How reliable are these mean field approximations? In physics, such mean field approximations are frequently employed with different success. Unfortunately, the comparison (Cooper et al. 1985 ) between the ion concentrations obtained from PNP and Brownian dynamics cannot be used to evaluate the PNP solution because the two ion channel models employed different forms of electrostatic interactions (Syganow and von Kitzing 1999a ). However, excellent tools to test the quality of mean field approximations are the so-called sum rules (Henderson 1992 ). These are exact relations generally derived for equilibrium systems; any exact theory strictly obeys these rules. There are two rules that are particularly relevant for homogeneous and inhomogeneous electrolytes (Blum and Henderson 1992 ). The screening sum rule state that all charges, dipoles, and higher multipoles within an electrolyte system are screened by respective counter charges, dipoles, or higher multipoles. It has been shown (Blum and Henderson 1992 ) that the PNP theory fulfills this rule exactly. The other important sum rule is the contact theorem. It relates the electric field at a certain boundary to the respective ion concentrations. PNP follows this rule only approximately (Henderson et al. 1979 ; Blum and Henderson 1992 ). The agreement becomes almost exact in the case of strong electric fields. Because both sum rules apply to equilibrium, they justify to some extent the neglect of the counter ion cloud polarization. However, they say nothing about the importance of single filing.

Thus, in accord with the estimates of the size of the forces inside the channel, the PNP theory, using the mean field approximation for the electrostatic interactions, is the method of choice for modeling ion channels dominated by strong electrostatic fields. This theory obeys two important sum rules derived in statistical physics. The fact that the current–voltage relations used to compare theory with experiment are integral properties of the channel renders the judgment of the sum rules particularly valid. In contrast, commonly used reaction-rate theories obey none of these rules. Therefore, they cannot account correctly for strong, long range electrostatic interactions.

Perspectives and Outlook
McCleskey 1999 and Miller 1999 discuss the value of reaction-rate and PNP2 theories according to their ability to reproduce particular experimental current–voltage curves. They neglect the question of whether the basic physical assumptions of those theories are satisfied or not. As shown above, the applicability of any of the two theories depends critically on the size of electrostatic interactions compared with environmental forces.

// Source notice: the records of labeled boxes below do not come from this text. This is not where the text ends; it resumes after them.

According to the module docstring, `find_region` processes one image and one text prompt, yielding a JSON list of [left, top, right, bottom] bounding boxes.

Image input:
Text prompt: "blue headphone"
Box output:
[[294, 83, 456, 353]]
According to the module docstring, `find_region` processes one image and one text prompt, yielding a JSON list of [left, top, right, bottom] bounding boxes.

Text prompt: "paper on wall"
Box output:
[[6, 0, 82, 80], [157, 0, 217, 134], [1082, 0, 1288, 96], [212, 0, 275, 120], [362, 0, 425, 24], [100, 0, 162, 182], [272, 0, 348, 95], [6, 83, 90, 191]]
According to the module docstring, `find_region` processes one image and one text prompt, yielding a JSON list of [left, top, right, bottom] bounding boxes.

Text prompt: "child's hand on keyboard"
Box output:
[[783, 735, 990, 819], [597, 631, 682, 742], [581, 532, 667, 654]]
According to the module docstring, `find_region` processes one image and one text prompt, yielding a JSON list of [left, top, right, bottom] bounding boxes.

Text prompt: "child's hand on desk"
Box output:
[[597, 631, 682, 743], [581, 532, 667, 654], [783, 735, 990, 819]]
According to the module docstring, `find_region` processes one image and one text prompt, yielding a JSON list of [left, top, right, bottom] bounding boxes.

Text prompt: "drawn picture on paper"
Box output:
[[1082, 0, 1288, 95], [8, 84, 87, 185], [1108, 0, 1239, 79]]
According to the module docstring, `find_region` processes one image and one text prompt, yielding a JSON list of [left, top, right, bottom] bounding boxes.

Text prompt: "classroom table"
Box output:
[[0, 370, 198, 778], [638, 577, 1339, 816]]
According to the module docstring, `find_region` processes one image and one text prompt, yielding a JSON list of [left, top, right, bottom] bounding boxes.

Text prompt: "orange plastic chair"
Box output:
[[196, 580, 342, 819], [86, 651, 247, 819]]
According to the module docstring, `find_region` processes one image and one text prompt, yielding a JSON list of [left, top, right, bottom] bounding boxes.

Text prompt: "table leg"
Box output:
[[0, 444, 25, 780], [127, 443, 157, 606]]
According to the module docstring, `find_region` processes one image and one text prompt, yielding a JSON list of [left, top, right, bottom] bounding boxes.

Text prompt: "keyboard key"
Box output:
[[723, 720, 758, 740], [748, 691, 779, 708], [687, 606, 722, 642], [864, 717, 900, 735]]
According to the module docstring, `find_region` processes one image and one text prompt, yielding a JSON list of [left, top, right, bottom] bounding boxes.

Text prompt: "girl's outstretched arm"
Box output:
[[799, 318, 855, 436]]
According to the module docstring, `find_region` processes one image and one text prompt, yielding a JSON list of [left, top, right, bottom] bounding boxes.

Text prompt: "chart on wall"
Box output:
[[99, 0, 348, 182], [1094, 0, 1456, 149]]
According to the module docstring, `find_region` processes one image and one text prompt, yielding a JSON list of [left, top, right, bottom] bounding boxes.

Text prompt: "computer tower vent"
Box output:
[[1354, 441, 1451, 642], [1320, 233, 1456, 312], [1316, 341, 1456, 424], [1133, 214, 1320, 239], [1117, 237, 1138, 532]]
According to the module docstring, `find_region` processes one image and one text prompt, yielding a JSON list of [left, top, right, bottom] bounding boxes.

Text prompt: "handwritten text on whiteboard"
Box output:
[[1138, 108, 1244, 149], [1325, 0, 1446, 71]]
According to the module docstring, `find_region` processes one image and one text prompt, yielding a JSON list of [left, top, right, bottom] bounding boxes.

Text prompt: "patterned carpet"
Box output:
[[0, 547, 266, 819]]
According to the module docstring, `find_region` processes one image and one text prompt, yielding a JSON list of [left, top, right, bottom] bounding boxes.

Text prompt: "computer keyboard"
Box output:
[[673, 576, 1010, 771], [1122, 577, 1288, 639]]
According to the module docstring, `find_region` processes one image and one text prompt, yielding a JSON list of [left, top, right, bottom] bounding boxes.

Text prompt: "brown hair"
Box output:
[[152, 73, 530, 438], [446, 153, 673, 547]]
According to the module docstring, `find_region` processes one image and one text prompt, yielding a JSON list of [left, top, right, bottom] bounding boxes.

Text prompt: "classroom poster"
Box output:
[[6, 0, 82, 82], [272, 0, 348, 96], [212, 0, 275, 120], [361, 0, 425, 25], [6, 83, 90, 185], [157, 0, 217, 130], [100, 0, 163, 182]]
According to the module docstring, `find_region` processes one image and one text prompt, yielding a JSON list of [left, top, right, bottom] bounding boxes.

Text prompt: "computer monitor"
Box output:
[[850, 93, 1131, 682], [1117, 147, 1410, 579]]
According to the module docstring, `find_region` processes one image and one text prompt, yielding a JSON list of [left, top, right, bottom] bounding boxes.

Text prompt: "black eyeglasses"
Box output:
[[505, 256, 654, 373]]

To study the fundamentals of ion permeation, simpler channels than the potassium or calcium channel should also be considered. For instance, the kind and position of mutations in the acetylcholine receptor channel (Konno et al. 1991 ) has no correlation with the obtained barrier energy profile. Such correlation, however, would be expected if this profile is assumed to represent the interactions of the ions with their environment. Random changes of the parameters of reaction-rate theories generally lead to nonlinear current–voltage curves (Levitt 1986 ). If reaction-rate theories represented the physics of ion channels such as the acetylcholine receptor channel, most single point mutations should result in nonlinear current–voltage curves. In contrast, nearly all mutations in this channel lead to fairly linear current–voltage curves. Such behavior is characteristic for ion channels dominated by electrostatic interactions (Syganow and von Kitzing 1999b ).

Today, the formulation of the Gouy–Chapman theory (Gouy 1910 ; Chapman 1913 ) is considered as an important first step in understanding the behavior of strong, inhomogeneous electrolytes. Since then, electrolyte theories have considerably improved (Blum and Henderson 1992 ). In the same sense, PNP theory should be considered as a first step to describe strong, long range electrostatic interactions in ion channels. The inclusion of ion size effects such as single filing must be one of the next steps.